German minister warns against xenophobia, 70 years after Nazi camps
Germany’s foreign minister warned Sunday against racism and xenophobia, at a ceremony marking 70 years since the liberation of the Nazi concentration camp Sachsenhausen near Berlin.
Frank-Walter Steinmeier joined Holocaust survivors and other guests at the site which was built while Hitler celebrated the 1936 Olympic Games, and where tens of thousands of Jews and other inmates died.
Steinmeier said Germany had an enduring responsibility not to forget its horrific past, which meant it must “stand against injustice, against any form of xenophobia and discrimination”.
He pointed to recent anti-foreigner attacks, cases of arson of refugee centres and anti-Islamic street protests as the number of asylum seekers rises sharply.
“Do we want to live in a country where there is still anti-Semitism and exclusion? Where asylum homes are set on fire? Where a young man is beaten up on a Berlin subway because he is a Jew?” asked Steinmeier.
“A country where people take to the streets in packs to rant dull slogans against anything they see as foreign? Is that our country?… This is not the open country which the vast majority of Germans want.”
Steinmeier said Sachsenhausen, 35 kilometres (20 miles) north of the capital, “exemplifies the monstrosity of a regime that institutionalised horror”, according to a copy of his speech sent to AFP.

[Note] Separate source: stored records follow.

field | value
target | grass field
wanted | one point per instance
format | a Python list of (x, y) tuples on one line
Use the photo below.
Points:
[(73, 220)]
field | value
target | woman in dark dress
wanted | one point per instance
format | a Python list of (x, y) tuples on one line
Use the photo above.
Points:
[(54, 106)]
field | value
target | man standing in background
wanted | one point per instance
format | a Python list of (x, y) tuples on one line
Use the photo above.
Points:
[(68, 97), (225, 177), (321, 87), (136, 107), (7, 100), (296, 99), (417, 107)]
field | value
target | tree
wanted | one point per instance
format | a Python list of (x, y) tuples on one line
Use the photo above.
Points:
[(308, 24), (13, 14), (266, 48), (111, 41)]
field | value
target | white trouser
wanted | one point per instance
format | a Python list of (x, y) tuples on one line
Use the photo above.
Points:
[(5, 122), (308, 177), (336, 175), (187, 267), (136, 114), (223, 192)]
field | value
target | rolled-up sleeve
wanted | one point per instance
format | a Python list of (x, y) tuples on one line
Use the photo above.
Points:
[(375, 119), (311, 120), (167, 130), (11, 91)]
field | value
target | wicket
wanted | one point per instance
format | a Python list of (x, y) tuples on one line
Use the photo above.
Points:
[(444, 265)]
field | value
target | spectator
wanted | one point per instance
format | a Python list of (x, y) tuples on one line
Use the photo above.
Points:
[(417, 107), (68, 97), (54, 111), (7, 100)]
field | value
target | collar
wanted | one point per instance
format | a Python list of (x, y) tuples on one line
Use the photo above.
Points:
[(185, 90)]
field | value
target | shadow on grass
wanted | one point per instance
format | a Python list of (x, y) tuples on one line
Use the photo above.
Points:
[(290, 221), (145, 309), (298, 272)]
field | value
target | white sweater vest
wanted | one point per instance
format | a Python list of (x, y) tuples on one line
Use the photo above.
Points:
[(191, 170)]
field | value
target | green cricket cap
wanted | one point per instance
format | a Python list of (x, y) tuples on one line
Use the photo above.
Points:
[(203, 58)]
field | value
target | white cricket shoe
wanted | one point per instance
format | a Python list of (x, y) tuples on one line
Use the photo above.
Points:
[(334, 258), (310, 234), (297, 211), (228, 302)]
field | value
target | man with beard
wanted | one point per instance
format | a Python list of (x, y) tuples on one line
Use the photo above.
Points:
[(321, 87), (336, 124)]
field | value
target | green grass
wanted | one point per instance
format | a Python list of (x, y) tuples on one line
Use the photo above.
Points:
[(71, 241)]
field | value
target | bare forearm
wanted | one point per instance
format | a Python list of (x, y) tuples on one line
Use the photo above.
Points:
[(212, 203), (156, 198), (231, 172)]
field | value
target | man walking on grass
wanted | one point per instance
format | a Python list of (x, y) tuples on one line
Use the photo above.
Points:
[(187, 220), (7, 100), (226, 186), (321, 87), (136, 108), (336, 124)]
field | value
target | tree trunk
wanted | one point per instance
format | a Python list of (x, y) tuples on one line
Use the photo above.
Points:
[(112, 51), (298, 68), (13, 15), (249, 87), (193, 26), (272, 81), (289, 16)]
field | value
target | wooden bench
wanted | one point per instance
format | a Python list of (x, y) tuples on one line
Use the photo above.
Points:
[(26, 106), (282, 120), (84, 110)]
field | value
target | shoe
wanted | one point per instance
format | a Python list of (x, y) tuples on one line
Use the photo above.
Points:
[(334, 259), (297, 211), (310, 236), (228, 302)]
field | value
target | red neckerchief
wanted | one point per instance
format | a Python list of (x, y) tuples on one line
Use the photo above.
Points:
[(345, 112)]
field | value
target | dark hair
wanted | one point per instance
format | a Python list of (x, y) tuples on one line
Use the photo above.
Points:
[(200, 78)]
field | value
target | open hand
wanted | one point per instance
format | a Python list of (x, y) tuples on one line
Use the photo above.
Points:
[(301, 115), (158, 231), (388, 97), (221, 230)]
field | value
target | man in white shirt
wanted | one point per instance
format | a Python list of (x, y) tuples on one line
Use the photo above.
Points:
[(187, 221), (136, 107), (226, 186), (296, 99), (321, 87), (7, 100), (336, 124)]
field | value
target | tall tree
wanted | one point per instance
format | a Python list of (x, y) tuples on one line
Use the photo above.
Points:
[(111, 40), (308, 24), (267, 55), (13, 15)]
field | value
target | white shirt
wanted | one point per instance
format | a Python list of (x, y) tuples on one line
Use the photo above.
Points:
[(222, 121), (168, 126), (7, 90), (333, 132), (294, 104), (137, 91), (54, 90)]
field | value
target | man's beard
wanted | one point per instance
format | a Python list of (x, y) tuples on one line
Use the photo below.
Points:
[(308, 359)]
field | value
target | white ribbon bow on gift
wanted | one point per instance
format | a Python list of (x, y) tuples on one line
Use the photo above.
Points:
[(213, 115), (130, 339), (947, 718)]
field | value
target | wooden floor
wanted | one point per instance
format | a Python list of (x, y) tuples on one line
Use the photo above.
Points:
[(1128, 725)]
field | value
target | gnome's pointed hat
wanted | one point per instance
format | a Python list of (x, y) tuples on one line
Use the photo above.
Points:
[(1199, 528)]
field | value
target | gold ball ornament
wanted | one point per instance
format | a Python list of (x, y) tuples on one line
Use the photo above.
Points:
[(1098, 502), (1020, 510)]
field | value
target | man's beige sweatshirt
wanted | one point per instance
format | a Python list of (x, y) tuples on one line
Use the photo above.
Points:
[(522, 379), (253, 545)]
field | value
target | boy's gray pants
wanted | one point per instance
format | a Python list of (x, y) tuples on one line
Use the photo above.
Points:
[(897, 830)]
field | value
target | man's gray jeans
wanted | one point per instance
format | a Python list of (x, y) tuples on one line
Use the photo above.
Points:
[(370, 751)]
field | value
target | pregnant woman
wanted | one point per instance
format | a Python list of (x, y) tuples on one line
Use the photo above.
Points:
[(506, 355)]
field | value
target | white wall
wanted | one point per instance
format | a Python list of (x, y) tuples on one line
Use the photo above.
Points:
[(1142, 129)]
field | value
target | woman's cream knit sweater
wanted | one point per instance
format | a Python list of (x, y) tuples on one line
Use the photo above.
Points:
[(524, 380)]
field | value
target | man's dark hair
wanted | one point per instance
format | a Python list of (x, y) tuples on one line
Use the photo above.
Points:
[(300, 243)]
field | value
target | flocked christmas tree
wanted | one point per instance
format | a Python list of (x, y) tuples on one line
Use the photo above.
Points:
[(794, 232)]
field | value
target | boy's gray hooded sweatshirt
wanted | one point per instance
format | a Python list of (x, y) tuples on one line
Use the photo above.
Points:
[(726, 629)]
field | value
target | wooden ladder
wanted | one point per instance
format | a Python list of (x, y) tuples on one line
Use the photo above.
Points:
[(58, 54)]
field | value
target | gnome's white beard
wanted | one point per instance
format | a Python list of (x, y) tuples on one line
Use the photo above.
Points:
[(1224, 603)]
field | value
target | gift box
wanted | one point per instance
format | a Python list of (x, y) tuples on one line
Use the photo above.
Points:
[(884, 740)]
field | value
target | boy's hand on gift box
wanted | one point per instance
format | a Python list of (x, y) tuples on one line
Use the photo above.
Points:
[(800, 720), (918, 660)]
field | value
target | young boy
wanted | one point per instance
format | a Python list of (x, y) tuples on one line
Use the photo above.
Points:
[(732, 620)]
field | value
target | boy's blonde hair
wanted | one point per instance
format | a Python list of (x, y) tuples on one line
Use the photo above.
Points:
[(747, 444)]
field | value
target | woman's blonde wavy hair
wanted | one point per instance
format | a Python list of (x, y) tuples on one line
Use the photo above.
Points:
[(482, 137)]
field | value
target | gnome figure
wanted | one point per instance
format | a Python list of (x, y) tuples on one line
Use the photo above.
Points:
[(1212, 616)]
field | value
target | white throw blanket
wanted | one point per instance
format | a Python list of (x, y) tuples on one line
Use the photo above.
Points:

More than 200,000 people were incarcerated there, and tens of thousands were murdered or died of starvation, disease, forced labour or a death march shortly before the end of the war.
Only about 3,000 people were alive when the camp was liberated by Soviet and Polish troops on April 22 and 23, 1945.
“The crimes of the Nazi regime are without equal,” the minister said. “They make us shudder — the murder of millions of Jews in Europe, the crime against humanity that is the Shoah.
“The killing and persecution of Roma and Sinti, homosexuals, the disabled, of political activists, of people who thought, looked or prayed differently or otherwise acted in contravention of what the Nazis dictated.”
Steinmeier said that, in view of such horrors, it “seems like a miracle” that Germany and Israel now have a “deep friendship”, marked by 50 years of diplomatic ties and a renewed “flowering of Jewish life” in Germany.
Education Minister Johanna Wanka also spoke at a ceremony at the Ravensbrueck concentration camp, also near Berlin, where more than 25,000 women and 2,500 men died, many through forced labour, in medical experiments and on a final death march.
On April 30, 1945, the Soviet Red Army liberated Ravensbrueck, finding only about 2,000 people left alive.